Comment est née votre envie de réaliser des films ? Enfant je voulais être archéologue, je rêvais de découvrir des cités perdues, un peu comme « Indiana Jones ». Et puis j’ai du aller travailler très jeune, j’ai commencé dans un journal très populaire, assez bien fait, j’étais très jeune, j’avais dix-huit ans, j’avais d’ailleurs triché sur ma carte d’identité. J’ai fait les commissariats de police, ce que l’on appel « les chiens écrasés », c’est à dire les faits divers sans grande importance, les faits divers qui ne bouleversaient pas la France entière. C’était par contre des faits divers très révélateur de la société, et de ses injustices. Des gens qui n’avaient pas une vie forcément facile. Ensuite je suis passé à la critique de cinéma, je suis passé des pages « faits divers » aux pages spectacle. J’ai connu des metteurs en scène, je suis devenu assistant, j’ai eu la chance de travailler avec des metteurs en scène très intéressant, comme Jean-Pierre Melville, Claude Sautet, René Clément, Vittorio De Sica, Sergio Léone entre autres, et ensuite j’ai commencé à faire des films. Mais des films assez influencés par mon passé de journaliste.

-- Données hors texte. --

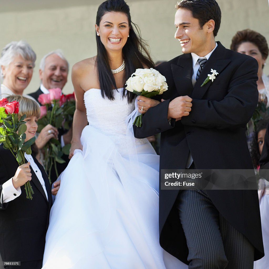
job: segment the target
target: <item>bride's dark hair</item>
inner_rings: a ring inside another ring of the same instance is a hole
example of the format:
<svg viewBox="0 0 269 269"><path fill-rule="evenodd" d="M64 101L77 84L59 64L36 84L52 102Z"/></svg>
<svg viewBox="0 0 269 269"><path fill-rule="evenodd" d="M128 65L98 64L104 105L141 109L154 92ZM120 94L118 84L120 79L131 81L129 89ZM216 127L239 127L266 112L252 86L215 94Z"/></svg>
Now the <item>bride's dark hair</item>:
<svg viewBox="0 0 269 269"><path fill-rule="evenodd" d="M128 102L130 103L135 95L126 90L126 82L136 69L143 68L142 63L149 68L154 67L154 63L146 48L147 44L141 38L138 27L131 20L129 6L123 0L107 0L101 4L97 11L96 24L99 26L104 15L111 12L120 12L125 14L130 26L129 37L122 48L123 57L125 65L125 76L122 81L124 87L123 96L126 95ZM96 33L95 34L97 43L96 63L101 94L103 98L105 95L110 100L114 100L114 94L112 90L117 88L116 82L109 65L107 51L100 37Z"/></svg>

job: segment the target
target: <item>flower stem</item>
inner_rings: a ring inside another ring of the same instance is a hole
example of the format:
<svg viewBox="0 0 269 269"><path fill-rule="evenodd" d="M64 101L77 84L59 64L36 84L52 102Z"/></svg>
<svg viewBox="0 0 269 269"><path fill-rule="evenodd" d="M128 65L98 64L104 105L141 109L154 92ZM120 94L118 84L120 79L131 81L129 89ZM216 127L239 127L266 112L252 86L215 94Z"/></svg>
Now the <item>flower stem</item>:
<svg viewBox="0 0 269 269"><path fill-rule="evenodd" d="M55 109L55 104L56 102L56 101L54 100L53 101L53 106L52 108L52 110L51 111L51 118L49 120L49 124L51 124L51 122L52 122L52 118L53 117L54 115L54 111Z"/></svg>

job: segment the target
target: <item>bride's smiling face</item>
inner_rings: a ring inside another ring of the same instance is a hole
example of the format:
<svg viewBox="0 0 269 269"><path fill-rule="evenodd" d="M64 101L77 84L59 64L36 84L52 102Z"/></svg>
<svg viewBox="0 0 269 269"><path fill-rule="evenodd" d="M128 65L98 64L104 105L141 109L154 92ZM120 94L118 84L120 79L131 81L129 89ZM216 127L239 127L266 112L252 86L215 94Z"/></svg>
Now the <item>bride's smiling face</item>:
<svg viewBox="0 0 269 269"><path fill-rule="evenodd" d="M124 13L107 12L102 17L99 26L95 25L95 28L107 50L122 49L127 41L129 26Z"/></svg>

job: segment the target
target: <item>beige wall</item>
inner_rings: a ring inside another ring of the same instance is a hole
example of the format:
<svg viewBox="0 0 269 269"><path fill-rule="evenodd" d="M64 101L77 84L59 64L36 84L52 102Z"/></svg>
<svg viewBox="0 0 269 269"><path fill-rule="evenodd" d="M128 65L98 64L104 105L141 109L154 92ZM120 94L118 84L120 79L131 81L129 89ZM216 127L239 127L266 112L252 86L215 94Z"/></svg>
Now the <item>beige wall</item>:
<svg viewBox="0 0 269 269"><path fill-rule="evenodd" d="M24 0L20 1L20 4L23 3ZM36 67L26 93L35 91L39 86L39 63L47 52L61 48L71 67L96 53L94 25L98 6L102 1L77 0L77 6L73 1L72 6L68 4L68 6L65 6L64 1L61 1L58 3L62 3L62 5L55 5L53 1L49 1L51 3L47 8L40 4L39 9L31 10L33 8L30 0L25 2L28 5L24 5L20 9L17 1L9 0L10 6L5 9L8 12L1 12L1 2L3 3L3 0L0 1L0 48L11 41L23 39L37 54ZM155 61L168 60L181 54L178 41L174 37L176 0L126 1L130 6L132 20L139 26ZM38 9L36 0L33 0L34 2L34 8ZM218 2L222 17L216 40L228 48L237 31L249 28L264 35L269 43L268 0L218 0ZM56 8L54 7L55 6ZM28 10L25 10L26 6ZM264 70L267 75L269 74L269 58L267 62ZM64 89L66 93L73 90L70 75Z"/></svg>

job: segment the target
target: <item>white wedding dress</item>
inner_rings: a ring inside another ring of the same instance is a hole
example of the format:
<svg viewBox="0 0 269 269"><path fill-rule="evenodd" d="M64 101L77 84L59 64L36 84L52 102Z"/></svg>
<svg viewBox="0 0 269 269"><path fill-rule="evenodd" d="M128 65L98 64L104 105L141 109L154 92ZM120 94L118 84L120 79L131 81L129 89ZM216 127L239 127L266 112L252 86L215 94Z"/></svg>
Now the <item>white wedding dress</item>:
<svg viewBox="0 0 269 269"><path fill-rule="evenodd" d="M187 268L160 246L159 157L146 139L128 133L134 101L122 90L112 101L98 89L85 93L83 151L75 151L61 176L43 268Z"/></svg>

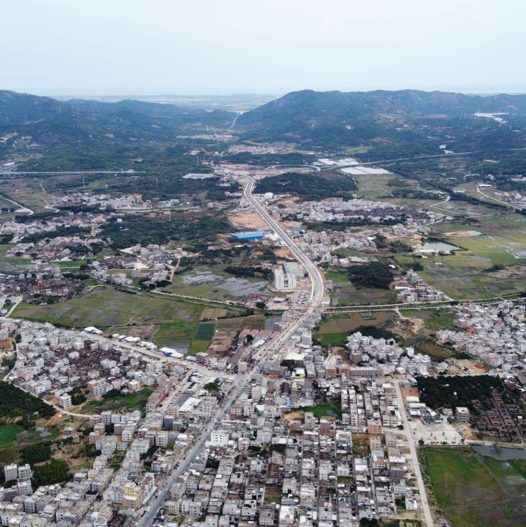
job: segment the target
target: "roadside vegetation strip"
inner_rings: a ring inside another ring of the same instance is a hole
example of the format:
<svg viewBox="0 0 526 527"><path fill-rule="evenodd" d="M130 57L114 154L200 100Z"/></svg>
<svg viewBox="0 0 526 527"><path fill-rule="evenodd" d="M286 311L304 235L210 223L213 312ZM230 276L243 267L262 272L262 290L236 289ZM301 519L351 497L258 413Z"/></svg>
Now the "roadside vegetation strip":
<svg viewBox="0 0 526 527"><path fill-rule="evenodd" d="M499 304L503 300L517 300L520 296L520 293L510 293L500 297L491 298L478 298L472 300L452 300L436 302L423 302L417 304L383 304L375 306L341 306L340 307L326 307L322 308L327 314L345 313L348 311L384 311L393 309L439 309L444 307L454 307L455 306L469 305L471 304Z"/></svg>

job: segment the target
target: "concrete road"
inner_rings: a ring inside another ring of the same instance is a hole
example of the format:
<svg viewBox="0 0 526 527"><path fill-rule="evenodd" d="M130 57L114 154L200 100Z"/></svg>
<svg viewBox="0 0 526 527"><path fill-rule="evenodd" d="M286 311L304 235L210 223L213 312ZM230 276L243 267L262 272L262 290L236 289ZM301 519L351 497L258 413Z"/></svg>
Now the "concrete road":
<svg viewBox="0 0 526 527"><path fill-rule="evenodd" d="M272 219L254 197L252 194L255 184L254 178L252 176L247 175L245 175L245 177L247 180L247 184L244 191L245 197L252 203L256 211L263 218L265 222L281 238L285 245L291 250L294 258L306 268L307 272L311 277L311 287L310 304L311 307L317 307L321 303L323 298L323 279L320 269L313 264L306 255L294 243L285 232L285 230Z"/></svg>
<svg viewBox="0 0 526 527"><path fill-rule="evenodd" d="M434 525L433 522L433 516L431 515L431 510L429 508L428 495L425 492L424 480L422 479L420 465L418 463L418 456L416 455L416 447L415 444L416 439L413 435L411 427L409 426L409 422L408 421L407 414L405 413L405 405L404 404L403 399L402 398L402 392L400 391L400 382L401 381L399 380L394 382L394 387L396 391L396 397L398 399L398 408L400 411L402 421L403 422L404 427L406 432L408 444L409 445L409 451L411 452L411 457L413 458L413 469L414 471L414 475L416 477L416 483L418 484L418 491L420 494L420 500L424 511L425 524L427 527L433 527Z"/></svg>
<svg viewBox="0 0 526 527"><path fill-rule="evenodd" d="M180 462L179 467L172 473L164 484L157 490L154 495L153 501L150 504L148 512L140 519L135 524L137 527L147 527L152 524L157 515L157 511L169 497L169 493L172 485L180 476L188 470L192 461L199 455L201 450L204 446L205 443L210 439L212 431L224 418L230 409L232 403L241 395L251 378L250 376L246 377L245 376L240 377L241 382L237 389L234 390L230 397L225 401L221 411L211 421L208 426L203 432L201 439L197 441L184 460Z"/></svg>

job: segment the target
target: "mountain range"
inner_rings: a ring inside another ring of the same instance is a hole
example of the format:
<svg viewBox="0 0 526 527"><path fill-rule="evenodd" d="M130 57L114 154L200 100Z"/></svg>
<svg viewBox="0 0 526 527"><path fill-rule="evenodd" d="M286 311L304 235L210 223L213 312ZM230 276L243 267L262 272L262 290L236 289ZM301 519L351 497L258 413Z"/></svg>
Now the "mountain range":
<svg viewBox="0 0 526 527"><path fill-rule="evenodd" d="M429 153L438 148L437 138L442 141L437 130L447 128L462 141L472 135L473 120L454 120L474 112L506 112L523 118L526 95L303 90L243 113L234 131L242 140L285 141L309 148L368 145L378 150L383 145L382 153L386 154L386 145L404 144L410 148L404 151ZM135 100L58 101L0 91L0 152L21 143L49 151L79 144L169 142L190 129L194 133L204 132L206 125L226 130L235 115ZM496 123L491 124L482 131L486 142L496 133ZM501 142L502 134L497 139ZM521 140L506 141L516 147Z"/></svg>

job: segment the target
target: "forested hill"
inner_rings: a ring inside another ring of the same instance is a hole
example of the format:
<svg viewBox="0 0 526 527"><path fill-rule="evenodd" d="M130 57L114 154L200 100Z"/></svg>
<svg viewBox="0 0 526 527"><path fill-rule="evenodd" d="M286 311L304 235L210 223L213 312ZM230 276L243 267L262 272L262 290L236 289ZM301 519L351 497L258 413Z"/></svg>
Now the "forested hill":
<svg viewBox="0 0 526 527"><path fill-rule="evenodd" d="M430 130L437 120L464 112L509 112L526 116L526 95L481 96L415 90L371 92L292 92L242 115L237 125L247 136L266 140L309 142L312 147L359 144L418 144L429 151ZM428 120L433 122L428 123ZM455 124L455 123L453 123ZM493 122L493 124L498 125ZM467 121L461 123L471 127ZM424 128L419 126L424 125ZM458 131L458 130L456 131ZM455 134L456 135L456 134ZM433 142L433 144L436 141ZM433 152L437 153L437 152Z"/></svg>
<svg viewBox="0 0 526 527"><path fill-rule="evenodd" d="M0 146L19 144L23 138L22 142L31 143L32 149L44 151L82 144L163 141L188 125L199 130L205 124L227 128L234 116L223 110L208 112L134 100L59 101L0 91Z"/></svg>
<svg viewBox="0 0 526 527"><path fill-rule="evenodd" d="M262 124L279 119L328 123L380 114L455 114L464 111L526 113L526 94L482 96L417 90L348 92L304 90L291 92L247 112L238 122Z"/></svg>

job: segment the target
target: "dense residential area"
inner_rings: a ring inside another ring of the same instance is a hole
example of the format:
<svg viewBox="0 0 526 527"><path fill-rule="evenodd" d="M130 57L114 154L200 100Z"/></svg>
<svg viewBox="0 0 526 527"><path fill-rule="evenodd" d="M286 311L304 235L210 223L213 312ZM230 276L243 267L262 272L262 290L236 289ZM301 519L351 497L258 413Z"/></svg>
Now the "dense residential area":
<svg viewBox="0 0 526 527"><path fill-rule="evenodd" d="M522 524L524 96L173 102L0 92L0 523Z"/></svg>

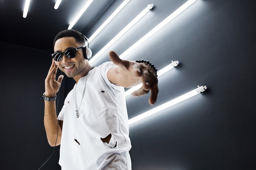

sheriffComment s’est passé le tournage à Saint-Etienne, et avez vous des anecdotes ? Le film s’inspirait très fortement de l’assassinat du juge Renaud, un an auparavant le tournage du film, je juge Renaud avait été assassiné en 1975, nous avons tourné le film en 1976-77 et évidement le film aurait du se tourner à Lyon. Et puis les autorités, particulièrement la préfecture de Lyon, nous avait interdit le tournage à Lyon. Parce que cela dépeignaient sous des couleurs extrêmement réalistes la corruption qui régnait à l’époque, en tout cas, dans la police et les mœurs politique à Lyon. Particulièrement la collusion du gang des lyonnais, les frères « Vidal » etc…et le sac, le service d’action civique. On nous avait vivement déconseillé mais surtout interdit de tourner à Lyon, la raison étant qu’ils ne pouvaient pas assurer la sécurité du tournage.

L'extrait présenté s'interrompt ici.